Microsoft should be taking cues from its highly successful console gaming segment. From a purely comparative standpoint, Microsoft’s Xbox 360 would stand no chance against Sony’s PS3 and Nintendo’s Wii if it was released today. Sony has better hardware, free online services, and a catalog that leans heavily towards the long time and hard core gamer. Wii has the family friendly library, the intuitive and innovative (at the time) controller, and a great marketing department. Xbox 360 had astonishingly high hardware failures, a premium online service, sub-par and non-exclusive launch game catalog, was loud and bulky, you had to pay way too much for a wireless adapter, and in general wouldn’t be able to compete with the competition with its launch issues. However, Microsoft has one thing going for them that Sony and Nintendo do not. They came out early, they came out strong, and they continuously improve their services with regular and smooth updates. While it wasn’t a perfect console by any means, Microsoft was ready when Sony and Nintendo came a-knocking. It lost market share, as the two competing consoles are valid contenders in their own right, but Microsoft was able to sustain a significant market share throughout. Add to the mix the wildly successful and record breaking Kinect platform and you’ve got one of the greatest Microsoft success stories since Windows was unleashed on the unsuspecting public.

If Microsoft was suffering this bumpy road two years ago, the stakes wouldn’t be as high. We could brush it off as a new technology with all the trials and tribulations that innovation inevitably drags along with it. However, Microsoft has no time for this now. They can’t afford to be this late to the party, and then fumble around for an excuse as to why their beer isn’t cold.

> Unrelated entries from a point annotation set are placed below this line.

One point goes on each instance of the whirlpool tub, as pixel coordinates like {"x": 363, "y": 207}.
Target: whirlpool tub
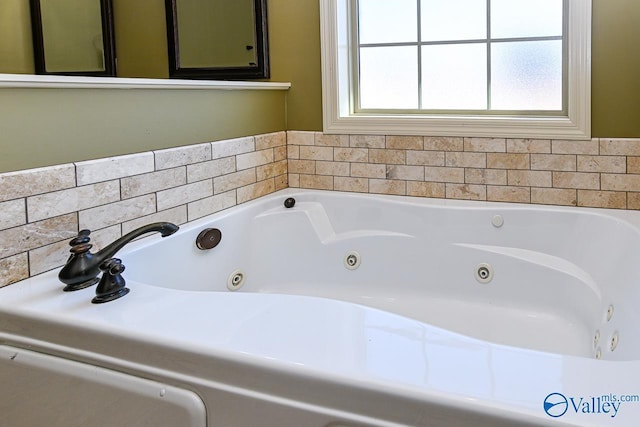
{"x": 349, "y": 310}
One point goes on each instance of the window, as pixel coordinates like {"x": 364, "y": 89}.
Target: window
{"x": 512, "y": 68}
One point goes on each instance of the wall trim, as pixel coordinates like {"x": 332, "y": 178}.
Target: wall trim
{"x": 76, "y": 82}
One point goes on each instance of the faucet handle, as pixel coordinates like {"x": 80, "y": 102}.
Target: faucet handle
{"x": 112, "y": 285}
{"x": 80, "y": 244}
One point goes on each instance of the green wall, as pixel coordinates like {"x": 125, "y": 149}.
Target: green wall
{"x": 16, "y": 44}
{"x": 140, "y": 120}
{"x": 616, "y": 69}
{"x": 43, "y": 127}
{"x": 294, "y": 37}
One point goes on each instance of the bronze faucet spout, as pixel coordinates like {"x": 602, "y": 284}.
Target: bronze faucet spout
{"x": 83, "y": 267}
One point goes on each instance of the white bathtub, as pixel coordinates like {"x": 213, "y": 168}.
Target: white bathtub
{"x": 409, "y": 337}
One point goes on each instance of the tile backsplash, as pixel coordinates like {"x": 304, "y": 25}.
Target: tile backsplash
{"x": 599, "y": 172}
{"x": 42, "y": 209}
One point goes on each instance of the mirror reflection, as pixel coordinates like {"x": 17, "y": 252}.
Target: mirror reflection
{"x": 216, "y": 33}
{"x": 223, "y": 39}
{"x": 73, "y": 37}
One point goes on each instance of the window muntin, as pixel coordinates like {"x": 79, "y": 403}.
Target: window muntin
{"x": 467, "y": 56}
{"x": 338, "y": 47}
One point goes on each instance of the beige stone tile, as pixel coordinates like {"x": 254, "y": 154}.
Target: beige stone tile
{"x": 224, "y": 183}
{"x": 438, "y": 143}
{"x": 487, "y": 145}
{"x": 578, "y": 180}
{"x": 332, "y": 168}
{"x": 294, "y": 180}
{"x": 367, "y": 141}
{"x": 293, "y": 152}
{"x": 271, "y": 140}
{"x": 562, "y": 146}
{"x": 351, "y": 155}
{"x": 151, "y": 182}
{"x": 105, "y": 236}
{"x": 602, "y": 199}
{"x": 253, "y": 191}
{"x": 317, "y": 182}
{"x": 14, "y": 269}
{"x": 554, "y": 196}
{"x": 49, "y": 205}
{"x": 390, "y": 157}
{"x": 425, "y": 158}
{"x": 279, "y": 153}
{"x": 24, "y": 183}
{"x": 368, "y": 170}
{"x": 612, "y": 164}
{"x": 316, "y": 153}
{"x": 404, "y": 142}
{"x": 182, "y": 156}
{"x": 633, "y": 201}
{"x": 508, "y": 194}
{"x": 110, "y": 168}
{"x": 281, "y": 181}
{"x": 209, "y": 169}
{"x": 34, "y": 235}
{"x": 508, "y": 161}
{"x": 326, "y": 140}
{"x": 271, "y": 170}
{"x": 620, "y": 182}
{"x": 466, "y": 191}
{"x": 388, "y": 186}
{"x": 176, "y": 215}
{"x": 211, "y": 205}
{"x": 526, "y": 178}
{"x": 527, "y": 145}
{"x": 251, "y": 160}
{"x": 12, "y": 213}
{"x": 307, "y": 167}
{"x": 184, "y": 194}
{"x": 232, "y": 147}
{"x": 406, "y": 173}
{"x": 633, "y": 165}
{"x": 426, "y": 189}
{"x": 620, "y": 146}
{"x": 466, "y": 160}
{"x": 296, "y": 137}
{"x": 440, "y": 174}
{"x": 485, "y": 176}
{"x": 357, "y": 185}
{"x": 553, "y": 162}
{"x": 115, "y": 213}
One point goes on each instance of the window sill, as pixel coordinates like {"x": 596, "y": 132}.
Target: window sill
{"x": 472, "y": 126}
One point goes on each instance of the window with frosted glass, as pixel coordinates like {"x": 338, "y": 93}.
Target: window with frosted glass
{"x": 461, "y": 55}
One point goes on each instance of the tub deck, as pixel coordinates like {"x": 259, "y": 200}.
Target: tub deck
{"x": 274, "y": 358}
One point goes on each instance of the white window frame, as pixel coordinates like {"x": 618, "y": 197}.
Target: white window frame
{"x": 337, "y": 93}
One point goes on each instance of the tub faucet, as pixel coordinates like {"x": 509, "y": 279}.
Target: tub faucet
{"x": 82, "y": 267}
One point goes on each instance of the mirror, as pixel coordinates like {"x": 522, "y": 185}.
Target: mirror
{"x": 73, "y": 37}
{"x": 217, "y": 39}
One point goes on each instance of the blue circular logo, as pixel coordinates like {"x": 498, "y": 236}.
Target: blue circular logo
{"x": 555, "y": 405}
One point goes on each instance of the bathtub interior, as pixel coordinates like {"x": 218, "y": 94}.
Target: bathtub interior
{"x": 562, "y": 282}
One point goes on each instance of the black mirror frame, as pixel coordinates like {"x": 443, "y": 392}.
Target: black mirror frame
{"x": 259, "y": 71}
{"x": 108, "y": 42}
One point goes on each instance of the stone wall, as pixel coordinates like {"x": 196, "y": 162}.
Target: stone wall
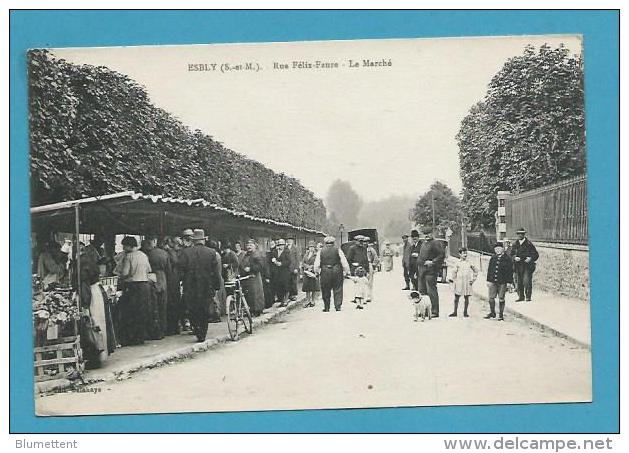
{"x": 563, "y": 270}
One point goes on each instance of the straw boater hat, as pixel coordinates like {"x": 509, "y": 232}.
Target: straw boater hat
{"x": 198, "y": 235}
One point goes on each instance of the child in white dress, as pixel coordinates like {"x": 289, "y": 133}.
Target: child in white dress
{"x": 361, "y": 287}
{"x": 463, "y": 275}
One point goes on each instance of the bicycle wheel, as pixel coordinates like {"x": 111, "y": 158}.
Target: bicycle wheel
{"x": 247, "y": 320}
{"x": 232, "y": 318}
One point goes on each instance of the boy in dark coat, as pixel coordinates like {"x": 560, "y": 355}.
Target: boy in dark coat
{"x": 499, "y": 274}
{"x": 201, "y": 280}
{"x": 281, "y": 262}
{"x": 414, "y": 248}
{"x": 429, "y": 262}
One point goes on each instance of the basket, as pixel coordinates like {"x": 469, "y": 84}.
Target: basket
{"x": 58, "y": 360}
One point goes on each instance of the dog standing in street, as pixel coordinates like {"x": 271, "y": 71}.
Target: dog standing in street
{"x": 423, "y": 308}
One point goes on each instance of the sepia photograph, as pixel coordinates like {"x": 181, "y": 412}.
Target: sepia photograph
{"x": 309, "y": 225}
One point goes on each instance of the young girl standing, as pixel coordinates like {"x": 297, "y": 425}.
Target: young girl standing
{"x": 361, "y": 287}
{"x": 463, "y": 275}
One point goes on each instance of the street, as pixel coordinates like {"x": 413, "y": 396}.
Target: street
{"x": 355, "y": 358}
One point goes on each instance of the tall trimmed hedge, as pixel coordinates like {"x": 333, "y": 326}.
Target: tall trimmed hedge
{"x": 94, "y": 131}
{"x": 529, "y": 130}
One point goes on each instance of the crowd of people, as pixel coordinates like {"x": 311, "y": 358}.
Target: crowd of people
{"x": 510, "y": 264}
{"x": 176, "y": 284}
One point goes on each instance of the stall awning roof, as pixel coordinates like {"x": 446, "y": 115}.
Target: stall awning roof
{"x": 136, "y": 213}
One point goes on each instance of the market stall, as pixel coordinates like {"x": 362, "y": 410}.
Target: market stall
{"x": 58, "y": 316}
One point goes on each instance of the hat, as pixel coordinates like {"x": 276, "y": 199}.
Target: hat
{"x": 129, "y": 241}
{"x": 198, "y": 235}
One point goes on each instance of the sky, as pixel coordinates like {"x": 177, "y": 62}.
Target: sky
{"x": 388, "y": 130}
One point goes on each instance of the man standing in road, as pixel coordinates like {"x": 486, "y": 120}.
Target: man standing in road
{"x": 357, "y": 254}
{"x": 374, "y": 263}
{"x": 295, "y": 262}
{"x": 281, "y": 262}
{"x": 499, "y": 274}
{"x": 201, "y": 280}
{"x": 332, "y": 266}
{"x": 406, "y": 257}
{"x": 429, "y": 262}
{"x": 524, "y": 255}
{"x": 413, "y": 257}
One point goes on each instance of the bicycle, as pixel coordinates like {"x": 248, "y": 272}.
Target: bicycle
{"x": 237, "y": 308}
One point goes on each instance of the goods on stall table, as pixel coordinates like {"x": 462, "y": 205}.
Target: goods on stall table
{"x": 55, "y": 311}
{"x": 59, "y": 361}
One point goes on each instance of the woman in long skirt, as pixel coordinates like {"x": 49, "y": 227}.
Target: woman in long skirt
{"x": 311, "y": 283}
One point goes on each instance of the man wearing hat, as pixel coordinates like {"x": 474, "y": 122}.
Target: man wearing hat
{"x": 201, "y": 280}
{"x": 524, "y": 256}
{"x": 499, "y": 274}
{"x": 295, "y": 262}
{"x": 332, "y": 266}
{"x": 374, "y": 263}
{"x": 281, "y": 262}
{"x": 406, "y": 259}
{"x": 429, "y": 262}
{"x": 357, "y": 255}
{"x": 186, "y": 237}
{"x": 414, "y": 250}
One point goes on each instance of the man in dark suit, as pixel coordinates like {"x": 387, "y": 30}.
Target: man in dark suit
{"x": 414, "y": 250}
{"x": 295, "y": 263}
{"x": 331, "y": 265}
{"x": 524, "y": 255}
{"x": 499, "y": 274}
{"x": 282, "y": 262}
{"x": 406, "y": 257}
{"x": 357, "y": 255}
{"x": 429, "y": 262}
{"x": 201, "y": 280}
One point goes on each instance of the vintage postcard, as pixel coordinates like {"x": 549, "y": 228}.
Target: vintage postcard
{"x": 309, "y": 225}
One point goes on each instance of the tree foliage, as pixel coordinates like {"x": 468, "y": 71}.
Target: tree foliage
{"x": 343, "y": 204}
{"x": 391, "y": 216}
{"x": 447, "y": 207}
{"x": 94, "y": 131}
{"x": 528, "y": 132}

Microsoft’s deal with Nokia might be its saving grace. The immediately increased hardware base could give Microsoft the needed momentum to get past the growing pains that the Nodo update has shown us the reality of. On the other hand, if Microsoft inherits a huge entity like the Symbian OS, and is still plagued by the hurdles it is still trying the get over, it may only make things worse. WP7 has been critically acclaimed for its streamlined UI and user-friendly feature set, but quality isn’t the only factor in successful sales push. Microsoft needs to get their act back together of they hope to ultimately be successful again in the mobile world.